Los ciudadanos tenemos el derecho a saber cómo se está produciendo lo que consumimos y a exigir a quienes nos gobiernan las normativas que lo regulen. Estos y otros problemas sociales deberían ser mostrados más abiertamente. Son necesarios planteamientos como el que haces en Silencio administrativo, donde denuncias la existencia de una burocracia insensible y sorda a las necesidades de las personas con muy escasos recursos que impide que se activen los resortes sociales para poderlas ayudar. A los lectores nos provoca indignación, rabia e impotencia conocer ese tipo de situaciones que planteas. Me imagino que es un libro que has escrito para dar visibilidad a un problema social y eso es algo que veo necesario. Hacernos conscientes de lo que tenemos a nuestro alrededor y que no solemos detenernos a mirar es también, creo intuir, un logro de Levrero en su novela.
Me da la impresión de que, en general, no suele inquietarnos mucho aquello que está alejado de nuestras vidas o que sucede lejos de nuestras casas. Vemos con horror la tragedia de familias que sufren en una guerra en países ajenos y, al momento, lo olvidamos y pasamos a ocuparnos de nuestros quehaceres cotidianos y nuestras rutinas. Preocuparse por los animales, exceptuando que sean domésticos y cercanos como los perros, los gatos o los caballos, es aún más raro. Nos indigna ver el maltrato que damos a las especies de las que nos alimentamos, pero mientras estén en el mercado seguiremos comprando esos productos. Además, vemos que muchas veces se apela a la responsabilidad del consumidor haciéndole sentir culpable, pero solo es una estrategia para vendernos otros artículos. Y esta preocupación también disminuye cuanto más se aleja en el tiempo. Es difícil esperar comportamientos altruistas para beneficiar a las generaciones que puedan vivir dentro de cien años o más; a lo sumo nos preocupamos por la vida que puedan tener nuestros hijos sin ver mucho más allá. Por todo esto, pienso que cualquier intento de acercar esos problemas, de hacerlos llegar a los hogares a través de la lectura o de otro medio es una buena forma de empezar a cambiar las cosas.

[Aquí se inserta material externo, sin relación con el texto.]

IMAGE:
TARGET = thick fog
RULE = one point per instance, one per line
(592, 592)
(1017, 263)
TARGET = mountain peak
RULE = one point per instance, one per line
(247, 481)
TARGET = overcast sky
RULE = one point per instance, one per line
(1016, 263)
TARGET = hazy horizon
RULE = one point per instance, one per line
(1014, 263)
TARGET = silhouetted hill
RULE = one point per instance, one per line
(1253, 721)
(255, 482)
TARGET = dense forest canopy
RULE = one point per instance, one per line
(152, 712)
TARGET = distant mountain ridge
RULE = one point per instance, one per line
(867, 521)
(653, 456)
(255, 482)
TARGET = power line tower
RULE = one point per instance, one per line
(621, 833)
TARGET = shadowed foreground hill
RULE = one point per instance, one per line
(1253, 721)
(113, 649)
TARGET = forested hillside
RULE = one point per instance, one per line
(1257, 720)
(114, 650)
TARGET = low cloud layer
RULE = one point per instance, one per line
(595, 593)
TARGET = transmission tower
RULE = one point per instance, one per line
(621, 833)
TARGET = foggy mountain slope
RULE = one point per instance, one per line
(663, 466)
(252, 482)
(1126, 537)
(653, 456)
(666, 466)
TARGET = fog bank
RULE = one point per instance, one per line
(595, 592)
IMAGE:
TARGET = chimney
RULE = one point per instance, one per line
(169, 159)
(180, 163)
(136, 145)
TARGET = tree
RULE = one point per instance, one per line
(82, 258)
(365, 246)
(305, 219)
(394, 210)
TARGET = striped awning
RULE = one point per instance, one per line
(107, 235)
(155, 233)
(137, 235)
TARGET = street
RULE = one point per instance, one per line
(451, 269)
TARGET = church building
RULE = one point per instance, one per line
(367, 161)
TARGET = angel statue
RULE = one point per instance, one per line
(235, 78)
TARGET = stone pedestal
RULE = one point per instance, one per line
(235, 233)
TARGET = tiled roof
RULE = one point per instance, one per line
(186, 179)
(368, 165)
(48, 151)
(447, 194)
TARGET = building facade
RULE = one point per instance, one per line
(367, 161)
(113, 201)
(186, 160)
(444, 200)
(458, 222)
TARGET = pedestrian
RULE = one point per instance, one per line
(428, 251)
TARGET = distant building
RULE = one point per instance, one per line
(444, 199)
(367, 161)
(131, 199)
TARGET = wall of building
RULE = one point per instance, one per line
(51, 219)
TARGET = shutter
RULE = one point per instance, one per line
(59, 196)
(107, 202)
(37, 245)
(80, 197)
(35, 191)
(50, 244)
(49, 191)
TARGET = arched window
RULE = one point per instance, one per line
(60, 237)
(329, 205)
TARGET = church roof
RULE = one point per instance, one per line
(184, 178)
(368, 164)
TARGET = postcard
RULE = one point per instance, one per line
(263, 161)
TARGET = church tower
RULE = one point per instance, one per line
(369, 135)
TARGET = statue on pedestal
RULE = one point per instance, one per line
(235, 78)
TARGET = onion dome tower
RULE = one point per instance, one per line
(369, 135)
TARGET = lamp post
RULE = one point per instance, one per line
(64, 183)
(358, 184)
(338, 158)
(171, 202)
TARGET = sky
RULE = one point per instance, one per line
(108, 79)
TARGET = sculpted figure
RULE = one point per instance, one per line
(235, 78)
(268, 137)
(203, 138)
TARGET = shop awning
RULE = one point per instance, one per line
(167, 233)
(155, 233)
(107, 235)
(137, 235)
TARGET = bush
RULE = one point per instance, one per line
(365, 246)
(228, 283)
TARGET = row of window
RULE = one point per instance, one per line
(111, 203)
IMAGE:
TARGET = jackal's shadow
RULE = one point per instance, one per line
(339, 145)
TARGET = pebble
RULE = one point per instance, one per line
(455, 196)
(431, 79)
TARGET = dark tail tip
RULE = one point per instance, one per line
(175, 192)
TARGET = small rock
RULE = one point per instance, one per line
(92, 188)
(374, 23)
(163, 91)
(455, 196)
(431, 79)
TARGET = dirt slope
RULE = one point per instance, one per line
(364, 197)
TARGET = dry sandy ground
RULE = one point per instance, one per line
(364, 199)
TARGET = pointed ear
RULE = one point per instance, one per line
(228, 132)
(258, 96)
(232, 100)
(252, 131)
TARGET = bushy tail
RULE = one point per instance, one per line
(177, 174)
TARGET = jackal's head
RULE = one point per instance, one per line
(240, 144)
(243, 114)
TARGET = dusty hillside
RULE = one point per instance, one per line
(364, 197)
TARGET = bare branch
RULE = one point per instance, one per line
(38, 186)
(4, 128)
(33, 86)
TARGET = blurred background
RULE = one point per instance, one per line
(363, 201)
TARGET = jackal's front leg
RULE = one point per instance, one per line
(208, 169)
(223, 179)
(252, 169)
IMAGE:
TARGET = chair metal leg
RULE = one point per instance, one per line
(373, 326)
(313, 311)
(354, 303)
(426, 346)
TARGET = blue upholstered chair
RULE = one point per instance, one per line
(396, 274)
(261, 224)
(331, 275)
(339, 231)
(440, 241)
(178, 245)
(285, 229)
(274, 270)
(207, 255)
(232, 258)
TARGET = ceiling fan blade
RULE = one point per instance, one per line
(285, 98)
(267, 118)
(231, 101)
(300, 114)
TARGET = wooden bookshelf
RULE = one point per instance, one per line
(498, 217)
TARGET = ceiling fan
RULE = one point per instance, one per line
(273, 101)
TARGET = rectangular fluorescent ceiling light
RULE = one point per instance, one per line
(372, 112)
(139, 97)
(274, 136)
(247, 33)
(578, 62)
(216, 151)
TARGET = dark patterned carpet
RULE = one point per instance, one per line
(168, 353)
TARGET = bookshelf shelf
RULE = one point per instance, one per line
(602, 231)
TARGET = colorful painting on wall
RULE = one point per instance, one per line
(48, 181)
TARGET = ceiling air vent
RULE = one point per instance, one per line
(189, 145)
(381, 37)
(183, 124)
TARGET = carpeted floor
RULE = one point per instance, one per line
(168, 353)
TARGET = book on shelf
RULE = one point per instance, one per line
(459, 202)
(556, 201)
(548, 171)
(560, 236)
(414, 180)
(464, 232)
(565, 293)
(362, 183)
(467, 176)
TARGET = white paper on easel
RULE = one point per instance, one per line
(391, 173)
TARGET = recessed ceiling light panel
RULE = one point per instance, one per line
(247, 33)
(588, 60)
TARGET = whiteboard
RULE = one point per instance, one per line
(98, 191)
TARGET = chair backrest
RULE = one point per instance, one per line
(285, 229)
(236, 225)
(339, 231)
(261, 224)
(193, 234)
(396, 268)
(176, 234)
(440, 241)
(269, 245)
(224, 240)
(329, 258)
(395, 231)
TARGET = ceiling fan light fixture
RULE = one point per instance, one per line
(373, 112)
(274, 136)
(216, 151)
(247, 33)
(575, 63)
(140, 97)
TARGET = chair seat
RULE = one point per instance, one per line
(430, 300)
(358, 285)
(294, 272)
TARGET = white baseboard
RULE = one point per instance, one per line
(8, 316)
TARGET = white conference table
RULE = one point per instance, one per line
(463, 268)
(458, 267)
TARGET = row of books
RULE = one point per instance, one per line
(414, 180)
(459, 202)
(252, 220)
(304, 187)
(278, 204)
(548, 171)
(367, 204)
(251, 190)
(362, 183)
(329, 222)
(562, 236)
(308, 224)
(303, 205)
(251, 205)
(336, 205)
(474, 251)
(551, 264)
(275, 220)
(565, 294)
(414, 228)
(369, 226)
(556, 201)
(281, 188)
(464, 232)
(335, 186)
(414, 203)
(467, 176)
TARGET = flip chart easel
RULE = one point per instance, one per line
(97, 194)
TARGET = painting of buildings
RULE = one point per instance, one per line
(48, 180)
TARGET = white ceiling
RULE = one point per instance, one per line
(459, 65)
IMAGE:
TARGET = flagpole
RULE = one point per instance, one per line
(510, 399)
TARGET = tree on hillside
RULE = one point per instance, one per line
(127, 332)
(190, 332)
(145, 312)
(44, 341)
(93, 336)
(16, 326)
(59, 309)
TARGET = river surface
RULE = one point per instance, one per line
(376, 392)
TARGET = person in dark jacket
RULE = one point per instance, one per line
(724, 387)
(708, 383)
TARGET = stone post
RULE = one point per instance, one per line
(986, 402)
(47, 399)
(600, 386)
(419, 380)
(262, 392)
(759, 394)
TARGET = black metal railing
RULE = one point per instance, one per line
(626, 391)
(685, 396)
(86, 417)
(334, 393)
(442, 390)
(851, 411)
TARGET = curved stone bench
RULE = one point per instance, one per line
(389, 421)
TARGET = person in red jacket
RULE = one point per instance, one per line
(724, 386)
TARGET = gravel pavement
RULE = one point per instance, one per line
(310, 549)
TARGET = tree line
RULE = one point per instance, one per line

Quería terminar comentándote un libro titulado Por qué las mujeres salvarán el planeta donde varias autoras escriben pequeños ensayos o responden a entrevistas. En él participan Caroline Lucas, Diane Elson, Maria Mies, Patricia Espinosa o Vandana Shiva, entre otras. A todas les une el compromiso por la igualdad de género, la justicia social y su preocupación por los problemas que padece el planeta. Partiendo de sus experiencias personales en diferentes países indagan en cómo las mujeres podéis resolver estos problemas influyendo en cambios del estilo de vida, de la educación que damos a nuestros hijos o de la justicia, en nuevas formas de gestión medioambiental y energética, en la reducción de desigualdades sociales o en la distribución más justa de la riqueza. No sé si son nuevas utopías, me gustaría pensar que no, pero si las iniciativas que se tomen para mitigar el cambio climático sirven, además, para disminuir los desequilibrios que hay en la sociedad, bienvenidas sean.